2 releases
0.16.1 | Oct 16, 2024 |
---|---|
0.16.0 | Oct 16, 2024 |
#370 in Algorithms
129 downloads per month
4MB
970 lines
Density
Superfast compression library
Density is a free, pure rust (formerly C99) open-source compression library.
It is focused on high-speed compression, at the best ratio possible. Density's algorithms are currently at the pareto frontier of compression speed vs ratio (cf. here for an independent benchmark).
Density features a simple API to enable quick integration in any project.
Why is it so fast ?
One of the biggest assets of density is its work unit: unlike most compression algorithms, it is not a byte but a group of 4 bytes.
When other libraries consume one byte of data to apply their algorithmic processing, density consumes 4 bytes.
That's why density's algorithms have been designed from scratch. They cater for 4-byte work units and still provide interesting compression ratios.
Speed pedigree traits
- 4-byte work units
- heavy use of registers as opposed to memory
- avoidance of or use of minimal branching when possible
- use of low memory data structures to favor processor cache Lx storage
- library wide inlining
A "blowup protection" is provided, dramatically increasing the processing speed of incompressible input data. The aim is to never exceed original data size, even for incompressible inputs.
Benchmarks
Quick benchmark
Density features an integrated single-core in-memory benchmark.
Just use cargo bench
to assess the performance of the library on your platform, as well as lz4's and snappy's,
using the
dickens file from the renowned silesia corpus.
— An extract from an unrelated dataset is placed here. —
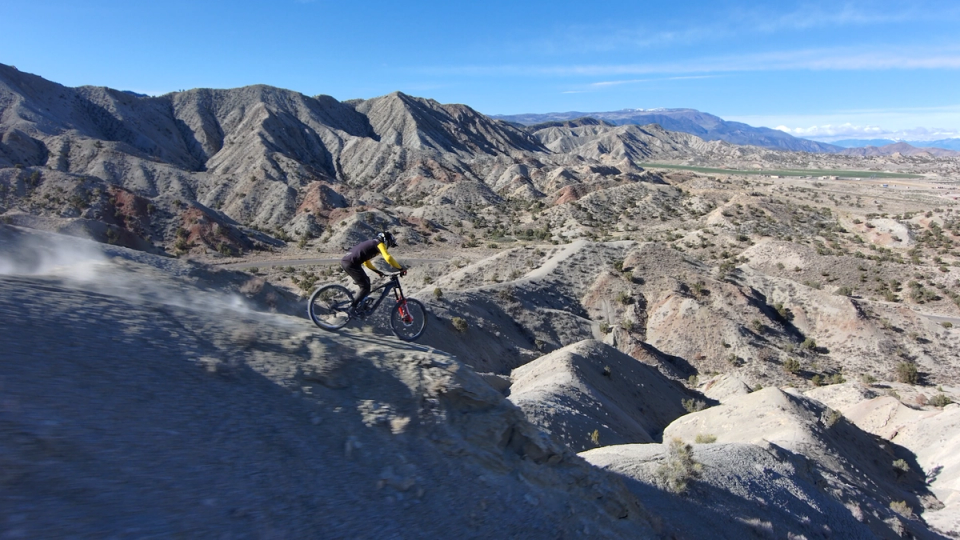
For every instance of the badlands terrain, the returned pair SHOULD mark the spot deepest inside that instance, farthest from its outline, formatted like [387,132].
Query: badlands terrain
[633,332]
It is also possible to run the benchmark with your own files, using the following command: FILE=... cargo bench
(replace ... with a file path).
Popular compression test files include
the silesia corpus files
or enwik8.
Third-party benchmarks
Other benchmarks featuring density (non-exhaustive list) :
-
squash is an abstraction layer for compression algorithms, and has an extremely exhaustive set of benchmark results, including density's, available here.
-
lzbench is an in-memory benchmark of open-source LZ77/LZSS/LZMA compressors.
Build
Density can be built on a number of rust-compatible platforms. First use rustup to install rust.
a) get the source code:
git clone https://github.com/g1mv/density.git
cd density
b) build and test:
cargo build
cargo test
c) run benchmarks with or without your own files:
cargo bench
FILE=... cargo bench
About the algorithms
Density's algorithms are general purpose, very fast algorithms. They empirically exhibit strong performance (pareto frontier speed/ratio) on voluminous datasets and text-based datasets, and are less performant on very small datasets. Their 4-byte work unit approach makes them "slower learners" than Lempel-Ziv-based algorithms, albeit being much faster theoretically.
Algorithm | Speed rank | Ratio rank | Dictionary unit(s) | Prediction unit(s) | Sig. size (bytes) |
---|---|---|---|---|---|
chameleon | 1st | 3rd | 1 | 0 | 8 |
cheetah | 2nd | 2nd | 2 | 1 | 8 |
lion | 3rd | 1st | 2 | 5 | 6 |
Chameleon is a dictionary lookup based compression algorithm. It is designed for absolute speed (GB/s order) both for compression and decompression.
Cheetah, developed with inputs from Piotr Tarsa, is derived from chameleon and uses swapped dual dictionary lookups with a single prediction unit.
Lion is derived from chameleon/cheetah. It uses different data structures, dual dictionary lookups and 5 prediction units, giving it a compression ratio advantage on moderate to highly compressible data.
Quick start
Using density in your rust code is a straightforward process.
Include the required dependency in the Cargo.toml file:
[dependencies]
density = "0.16.0"
Use the API:
use std::fs::read;
use density::algorithms::chameleon::chameleon::Chameleon;
fn main() {
let file_mem = read("file_path").unwrap();
let mut encoded_mem = vec![0_u8; file_mem.len() << 1];
let encoded_size = Chameleon::encode(&file_mem, &mut encoded_mem).unwrap();
let mut decoded_mem = vec![0_u8; file_mem.len() << 1];
let decoded_size = Chameleon::decode(&encoded_mem[0..encoded_size], &mut decoded_mem).unwrap();
}
And that's it! We've done a compression/decompression round trip with a few lines!